Los partidarios de esta versión hablan más de una «generación de cristal» –siendo esta atribuida a aquellos nacidos del 2000 en adelante– por ser presuntamente más inseguros y emocionalmente inestables. Según esta visión, cabe la posibilidad de que la frustración surja de nuestro propio privilegio: actualmente, al fin y al cabo, disponemos de más educación y recursos para barajar nuestros posibles estilos de vida. Ese poder, que antes no existía, puede ser beneficioso para quien lo gestione correctamente, pero también es capaz de generar expectativas irreales que pueden llevarnos a la frustración y a los trastornos emocionales. Esta perspectiva, por tanto, carga la responsabilidad sobre la sobreprotección que se dio a aquellos que hoy se convierten en adultos. ¿Puede que realmente sea una suerte de «lo quiero todo aquí y ahora, y si no me enfado»? Es una posibilidad, pero ¿y si los jóvenes no fueran tan débiles como algunos creen? Es decir, ¿y si simplemente han perdido el miedo de expresar su vulnerabilidad?
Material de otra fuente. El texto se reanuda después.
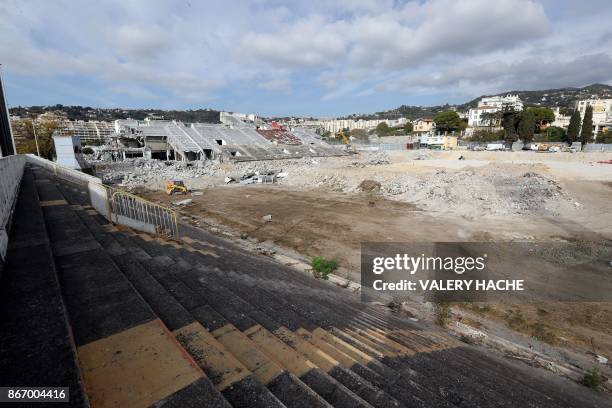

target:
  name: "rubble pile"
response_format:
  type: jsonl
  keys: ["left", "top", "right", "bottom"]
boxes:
{"left": 346, "top": 152, "right": 390, "bottom": 167}
{"left": 311, "top": 174, "right": 351, "bottom": 191}
{"left": 358, "top": 179, "right": 382, "bottom": 193}
{"left": 97, "top": 158, "right": 222, "bottom": 189}
{"left": 381, "top": 165, "right": 573, "bottom": 216}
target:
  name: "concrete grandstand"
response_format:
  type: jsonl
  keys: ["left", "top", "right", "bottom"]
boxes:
{"left": 108, "top": 118, "right": 345, "bottom": 162}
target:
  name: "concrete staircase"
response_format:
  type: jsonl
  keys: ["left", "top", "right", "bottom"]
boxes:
{"left": 1, "top": 164, "right": 610, "bottom": 408}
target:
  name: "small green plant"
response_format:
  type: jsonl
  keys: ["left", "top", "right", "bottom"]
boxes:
{"left": 459, "top": 335, "right": 475, "bottom": 345}
{"left": 434, "top": 301, "right": 451, "bottom": 327}
{"left": 81, "top": 147, "right": 94, "bottom": 154}
{"left": 581, "top": 367, "right": 606, "bottom": 390}
{"left": 311, "top": 256, "right": 338, "bottom": 280}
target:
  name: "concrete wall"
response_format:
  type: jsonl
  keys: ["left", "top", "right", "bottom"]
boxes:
{"left": 583, "top": 143, "right": 612, "bottom": 152}
{"left": 0, "top": 155, "right": 25, "bottom": 261}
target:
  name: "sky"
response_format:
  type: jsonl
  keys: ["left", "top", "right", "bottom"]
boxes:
{"left": 1, "top": 0, "right": 612, "bottom": 117}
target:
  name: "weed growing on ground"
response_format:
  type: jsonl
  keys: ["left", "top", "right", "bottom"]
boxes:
{"left": 581, "top": 367, "right": 606, "bottom": 390}
{"left": 435, "top": 301, "right": 451, "bottom": 327}
{"left": 459, "top": 335, "right": 475, "bottom": 345}
{"left": 311, "top": 256, "right": 338, "bottom": 280}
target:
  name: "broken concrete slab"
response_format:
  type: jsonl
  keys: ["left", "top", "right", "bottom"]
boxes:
{"left": 173, "top": 198, "right": 193, "bottom": 206}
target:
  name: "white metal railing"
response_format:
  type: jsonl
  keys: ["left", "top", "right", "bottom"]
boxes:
{"left": 23, "top": 154, "right": 180, "bottom": 240}
{"left": 109, "top": 190, "right": 179, "bottom": 238}
{"left": 0, "top": 155, "right": 26, "bottom": 260}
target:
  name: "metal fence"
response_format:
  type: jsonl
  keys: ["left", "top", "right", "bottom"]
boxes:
{"left": 109, "top": 190, "right": 179, "bottom": 239}
{"left": 24, "top": 154, "right": 180, "bottom": 240}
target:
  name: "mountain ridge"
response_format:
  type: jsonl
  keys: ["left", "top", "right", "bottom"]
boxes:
{"left": 346, "top": 83, "right": 612, "bottom": 120}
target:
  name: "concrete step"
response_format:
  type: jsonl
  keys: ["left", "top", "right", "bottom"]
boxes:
{"left": 58, "top": 187, "right": 288, "bottom": 408}
{"left": 0, "top": 167, "right": 88, "bottom": 407}
{"left": 107, "top": 231, "right": 448, "bottom": 406}
{"left": 34, "top": 175, "right": 229, "bottom": 408}
{"left": 67, "top": 203, "right": 328, "bottom": 408}
{"left": 173, "top": 244, "right": 579, "bottom": 408}
{"left": 133, "top": 249, "right": 367, "bottom": 408}
{"left": 122, "top": 233, "right": 440, "bottom": 405}
{"left": 70, "top": 212, "right": 382, "bottom": 406}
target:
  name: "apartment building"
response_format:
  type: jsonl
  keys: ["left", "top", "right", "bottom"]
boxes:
{"left": 412, "top": 118, "right": 435, "bottom": 133}
{"left": 576, "top": 98, "right": 612, "bottom": 134}
{"left": 321, "top": 118, "right": 407, "bottom": 134}
{"left": 468, "top": 95, "right": 524, "bottom": 127}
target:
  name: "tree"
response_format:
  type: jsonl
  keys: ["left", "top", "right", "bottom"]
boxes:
{"left": 544, "top": 126, "right": 566, "bottom": 142}
{"left": 525, "top": 107, "right": 555, "bottom": 130}
{"left": 15, "top": 119, "right": 58, "bottom": 159}
{"left": 350, "top": 128, "right": 369, "bottom": 142}
{"left": 518, "top": 109, "right": 535, "bottom": 143}
{"left": 375, "top": 122, "right": 392, "bottom": 136}
{"left": 470, "top": 129, "right": 505, "bottom": 142}
{"left": 595, "top": 131, "right": 612, "bottom": 144}
{"left": 580, "top": 105, "right": 593, "bottom": 149}
{"left": 566, "top": 109, "right": 581, "bottom": 145}
{"left": 433, "top": 111, "right": 461, "bottom": 133}
{"left": 501, "top": 107, "right": 519, "bottom": 148}
{"left": 480, "top": 111, "right": 502, "bottom": 128}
Sea como sea, de momento ambas teorías conviven. Sería algo tramposo afirmar con rotundidad que somos testigos del auge de la frustración, pues ni hay herramientas que midan con precisión esta respuesta emocional ni podemos compararla con épocas pasadas. Podría ser que nuestra salud mental estuviera desatendida, pero también puede que sea precisamente la creciente atención lo que hace más visible las carencias. Eso sí, sea el entorno o sea el propio individuo el creador de su propio malestar, ¿por qué debería ser esto un obstáculo para quedarnos de brazos cruzados?